The inclusion of saturated tallow resulted in a higher (P<0.05) favourable palmitoleic acid (C16:1c9) content of both muscle and subcutaneous fat tissue, while unsaturated soybean oil had a similar response (P<0.05) on the favourable linoleic- and α-linolenic fatty acid content of the same tissue (C18:2c9 and C18:3c9, respectively). The MUFA content of the muscle tissue increased (P= 0.0112) within the tallow treatment, following the same trend as palmitoleic acid. According to Demeyer & Doreau (1999) ruminant lipid composition reflects the rumen metabolism of dietary fatty acids. As a consequence of this, the fatty acid composition of ruminant meat are mainly saturated and monounsaturated (Wood et al., 2008). However, the PUFA content of both muscle and subcutaneous fat tissue increased (P<0.05) with unsaturated soybean oil inclusion. This is in agreement with Aurousseau et al. (2004) who stated that the fatty acid composition of muscle and adipose tissue is mainly influenced by the fatty acid composition of the feed.

The type of antioxidant had little effect on the fatty acid composition of lamb muscle and subcutaneous fat tissue (Table 1) except for the exception of palmitoleic acid that increased (P<0.01) within the subcutaneous fat layer, following the inclusion of the natural antioxidant.

The effect of dietary antioxidant and fat source on the malonaldehyde content and colour (a* values) stability of S.A. Mutton Merino lamb muscle tissue is presented in Table 2. Oxidative stability and colour of lamb meat did not differ between antioxidant treatments. In contrast, the unsaturated soybean oil treatment resulted in a lower oxidative stability within the muscle tissue of loin chops (P<0.05) measuring a higher malonaldehyde content/kg of meat on day 0 and 90. This could be attributed to the fact that the higher level of polyunsaturated fatty acids present in the muscle tissue (Table 1) increased its susceptibility to lipid oxidation (Buckley et al., 1995). Dietary fat source did not affect (P>0.05) the colour of lamb meat as observed on day 0 and 7.

 

Conclusions

Results indicated that the fatty acid profile of lamb meat can be favourably manipulated, i.e. lower palmitoleic- and higher linoleic-, α-linolenic- and PUFA by the inclusion of an unsaturated lipid source (soybean oil) in the diet. However, unsaturated fat in the diet resulted in a lower oxidative stability of lamb muscle tissue with no effect on colour stability (P >0.05).
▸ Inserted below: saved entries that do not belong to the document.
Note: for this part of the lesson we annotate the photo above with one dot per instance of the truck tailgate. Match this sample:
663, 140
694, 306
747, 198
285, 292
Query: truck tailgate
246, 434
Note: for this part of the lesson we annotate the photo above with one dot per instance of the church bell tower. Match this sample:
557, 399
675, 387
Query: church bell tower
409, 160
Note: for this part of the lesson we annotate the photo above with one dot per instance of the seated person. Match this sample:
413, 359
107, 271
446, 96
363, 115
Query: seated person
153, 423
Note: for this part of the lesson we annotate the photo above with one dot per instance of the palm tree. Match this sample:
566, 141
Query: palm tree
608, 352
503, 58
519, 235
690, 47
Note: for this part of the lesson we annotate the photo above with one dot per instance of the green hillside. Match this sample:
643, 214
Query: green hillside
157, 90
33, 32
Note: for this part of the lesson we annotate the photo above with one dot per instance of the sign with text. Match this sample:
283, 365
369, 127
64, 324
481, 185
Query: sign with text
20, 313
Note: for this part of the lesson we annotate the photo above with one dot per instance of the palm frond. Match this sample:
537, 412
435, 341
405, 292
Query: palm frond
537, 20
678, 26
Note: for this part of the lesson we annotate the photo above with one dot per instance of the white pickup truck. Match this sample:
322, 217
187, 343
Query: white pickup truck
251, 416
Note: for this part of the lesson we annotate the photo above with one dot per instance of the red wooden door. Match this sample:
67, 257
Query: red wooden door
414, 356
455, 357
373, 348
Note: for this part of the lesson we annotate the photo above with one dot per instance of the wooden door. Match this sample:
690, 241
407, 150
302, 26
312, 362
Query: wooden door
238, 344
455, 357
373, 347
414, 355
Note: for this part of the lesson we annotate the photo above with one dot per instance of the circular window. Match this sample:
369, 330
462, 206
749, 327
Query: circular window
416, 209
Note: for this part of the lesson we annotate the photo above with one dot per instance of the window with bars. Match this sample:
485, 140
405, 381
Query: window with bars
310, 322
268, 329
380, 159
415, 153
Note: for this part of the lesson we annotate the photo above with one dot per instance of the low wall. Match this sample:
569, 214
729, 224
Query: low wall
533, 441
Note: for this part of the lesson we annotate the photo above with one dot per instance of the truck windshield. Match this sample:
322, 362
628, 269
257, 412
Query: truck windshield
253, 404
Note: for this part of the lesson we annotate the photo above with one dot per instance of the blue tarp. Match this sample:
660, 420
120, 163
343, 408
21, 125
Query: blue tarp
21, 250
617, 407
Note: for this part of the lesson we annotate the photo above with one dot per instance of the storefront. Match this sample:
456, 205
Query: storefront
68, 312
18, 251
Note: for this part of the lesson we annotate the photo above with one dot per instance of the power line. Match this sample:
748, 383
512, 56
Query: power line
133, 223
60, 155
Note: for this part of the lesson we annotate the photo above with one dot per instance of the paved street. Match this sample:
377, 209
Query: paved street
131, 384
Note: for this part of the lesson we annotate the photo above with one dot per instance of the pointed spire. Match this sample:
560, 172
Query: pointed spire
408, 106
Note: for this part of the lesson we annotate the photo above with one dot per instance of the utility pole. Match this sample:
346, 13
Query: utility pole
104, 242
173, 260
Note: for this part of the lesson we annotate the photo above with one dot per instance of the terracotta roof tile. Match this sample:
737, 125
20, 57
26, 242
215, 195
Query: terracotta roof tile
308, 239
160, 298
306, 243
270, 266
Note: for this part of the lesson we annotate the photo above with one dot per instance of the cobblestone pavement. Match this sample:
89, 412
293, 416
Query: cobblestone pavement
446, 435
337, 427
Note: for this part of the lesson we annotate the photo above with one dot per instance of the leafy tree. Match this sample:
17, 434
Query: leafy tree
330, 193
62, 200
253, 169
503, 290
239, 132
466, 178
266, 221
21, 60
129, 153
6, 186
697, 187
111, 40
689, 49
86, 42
With the exception of a higher palmitoleic acid content in subcutaneous fat tissue of lambs fed the bioflavonoid antioxidant, the type of dietary antioxidant seems not to affect the fatty acid composition and oxidative stability of lamb meat.

 

Acknowledgements

The authors wish to acknowledge Meadow Feeds and Biorem Biological Products for their technical and financial support during this study.